Toro News Partite Le pagelle di Toro-Pescara
Partite

Le pagelle di Toro-Pescara

Manolo Chirico
Ecco le consuete pagelle dei granata dopo la partita contro il Pescara. Dal Toro ci si aspettava molto di più. Gli unici a brillare sono stati il solito...

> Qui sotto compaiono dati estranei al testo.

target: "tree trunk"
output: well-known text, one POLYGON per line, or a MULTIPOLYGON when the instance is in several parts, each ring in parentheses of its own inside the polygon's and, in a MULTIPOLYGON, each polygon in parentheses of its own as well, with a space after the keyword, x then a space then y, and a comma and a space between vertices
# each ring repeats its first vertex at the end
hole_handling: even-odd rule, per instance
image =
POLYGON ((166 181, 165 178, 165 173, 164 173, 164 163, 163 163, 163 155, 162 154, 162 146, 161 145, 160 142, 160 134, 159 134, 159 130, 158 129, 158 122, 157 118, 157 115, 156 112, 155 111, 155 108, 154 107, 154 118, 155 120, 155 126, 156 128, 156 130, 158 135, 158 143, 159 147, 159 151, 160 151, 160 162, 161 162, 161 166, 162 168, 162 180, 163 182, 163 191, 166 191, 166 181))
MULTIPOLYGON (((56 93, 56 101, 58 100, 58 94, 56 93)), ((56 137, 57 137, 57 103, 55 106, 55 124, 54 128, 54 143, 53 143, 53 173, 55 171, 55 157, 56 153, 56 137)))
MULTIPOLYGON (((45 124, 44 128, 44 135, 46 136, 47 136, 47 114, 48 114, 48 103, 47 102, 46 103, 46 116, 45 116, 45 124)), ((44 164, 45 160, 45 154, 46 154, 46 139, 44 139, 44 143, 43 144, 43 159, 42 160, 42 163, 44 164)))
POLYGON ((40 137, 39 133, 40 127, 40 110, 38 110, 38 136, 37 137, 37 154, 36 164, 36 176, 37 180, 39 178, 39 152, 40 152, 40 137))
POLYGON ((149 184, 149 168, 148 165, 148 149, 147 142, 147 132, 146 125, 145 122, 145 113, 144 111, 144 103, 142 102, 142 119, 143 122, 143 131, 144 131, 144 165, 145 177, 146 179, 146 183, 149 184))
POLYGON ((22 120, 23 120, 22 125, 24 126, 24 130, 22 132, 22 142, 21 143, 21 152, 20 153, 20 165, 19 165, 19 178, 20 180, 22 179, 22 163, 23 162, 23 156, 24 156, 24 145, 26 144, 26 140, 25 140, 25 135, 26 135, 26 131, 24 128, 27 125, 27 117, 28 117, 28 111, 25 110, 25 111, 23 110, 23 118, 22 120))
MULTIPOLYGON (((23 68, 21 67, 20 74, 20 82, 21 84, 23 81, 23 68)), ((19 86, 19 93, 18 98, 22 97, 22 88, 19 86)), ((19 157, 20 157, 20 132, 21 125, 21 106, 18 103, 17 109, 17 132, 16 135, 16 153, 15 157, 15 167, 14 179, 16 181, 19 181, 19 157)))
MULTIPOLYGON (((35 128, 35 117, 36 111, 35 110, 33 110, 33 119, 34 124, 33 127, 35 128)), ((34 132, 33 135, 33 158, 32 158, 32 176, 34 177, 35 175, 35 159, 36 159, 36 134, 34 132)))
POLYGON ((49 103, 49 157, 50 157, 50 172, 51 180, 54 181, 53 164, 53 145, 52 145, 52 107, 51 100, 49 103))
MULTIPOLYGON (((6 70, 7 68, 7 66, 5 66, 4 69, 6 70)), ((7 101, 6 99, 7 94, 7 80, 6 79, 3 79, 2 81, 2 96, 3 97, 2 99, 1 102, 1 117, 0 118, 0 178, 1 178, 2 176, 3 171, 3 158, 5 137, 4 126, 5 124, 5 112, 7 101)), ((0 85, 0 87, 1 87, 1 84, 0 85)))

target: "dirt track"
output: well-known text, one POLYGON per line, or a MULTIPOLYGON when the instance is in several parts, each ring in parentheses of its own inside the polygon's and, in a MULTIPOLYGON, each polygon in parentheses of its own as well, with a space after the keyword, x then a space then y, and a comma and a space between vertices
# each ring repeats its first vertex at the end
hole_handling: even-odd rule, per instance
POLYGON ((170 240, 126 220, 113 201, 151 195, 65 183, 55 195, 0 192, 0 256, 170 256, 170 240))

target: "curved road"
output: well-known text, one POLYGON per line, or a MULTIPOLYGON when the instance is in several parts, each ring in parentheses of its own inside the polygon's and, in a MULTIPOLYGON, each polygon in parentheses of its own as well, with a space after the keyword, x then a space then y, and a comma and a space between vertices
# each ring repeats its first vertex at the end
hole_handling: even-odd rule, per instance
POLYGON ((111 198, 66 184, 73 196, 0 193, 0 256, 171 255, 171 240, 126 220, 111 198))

Ecco le consuete pagelle dei granata dopo la partita contro il Pescara. Dal Toro ci si aspettava molto di più. Gli unici a brillare sono stati il solito D'Ambrosio e i nuovi arrivati Moretti, Bellomo e Immobile, che con il gol dell'ex aveva fatto sperare in una rimonta. Non convince Larrondo e Cerci al momento non sembra quello dello scorso anno.

PADELLI 5:
Incolpevole sul siluro di Ragusa (gol fantasma ma che a detta del protagonista sembrava regolare) ma sul vantaggio iniziale di Maniero poteva fare di più. Indeciso anche in altre occasioni.

GLIK 5:
La prima da capitano non va. E' apparso troppo bloccato sulle gambe.

RODRIGUEZ 5:
Cerca di tenere testa agli avversari ma oggi non riesce a dirigere la difesa come dovrebbe.

MORETTI 6:
Con l'esperienza tappa parecchie falle, buona la prima.

DARMIAN 5:
Sulla destra spinge a tratti e sugli attacchi avversari non difende a dovere.

BRIGHI 5:
Fa fatica anche lui e naufraga in mezzo al centrocampo. (27' st BASHA 6: Entra in campo fa quello che dovrebbe fare una mezzala cercando di attaccare gli spazi a dovere).

BELLOMO 6:
Buona la regia, come esordio non c’è male.

FARNERUD 5:
Parte bene come interno di sinistra, poi si perde in un bicchiere d'acqua nel secondo tempo e non trova il bandolo della matassa (14’ st EL KADDOURI 5.5: non sposta gli equilibri, anche lui non è in giornata).

D'AMBROSIO 6:
Che sia una sicurezza lo hanno capito anche i sassi, ma purtroppo da solo non basta. E anche questa non è una novità.

IMMOBILE 6.5:
Segna il gol dell'ex. Ci prova più di tutti quanti, ma più di questo non poteva fare.


LARRONDO 5:
Ectoplasma. Sbaglia un gol facile nel primo tempo e poi si eclissa (st 17’ CERCI 5: Mezzo voto in più perchè in ritardo di condizione. Si divora un gol in area, dalla stella granata ci si aspetta molto di più).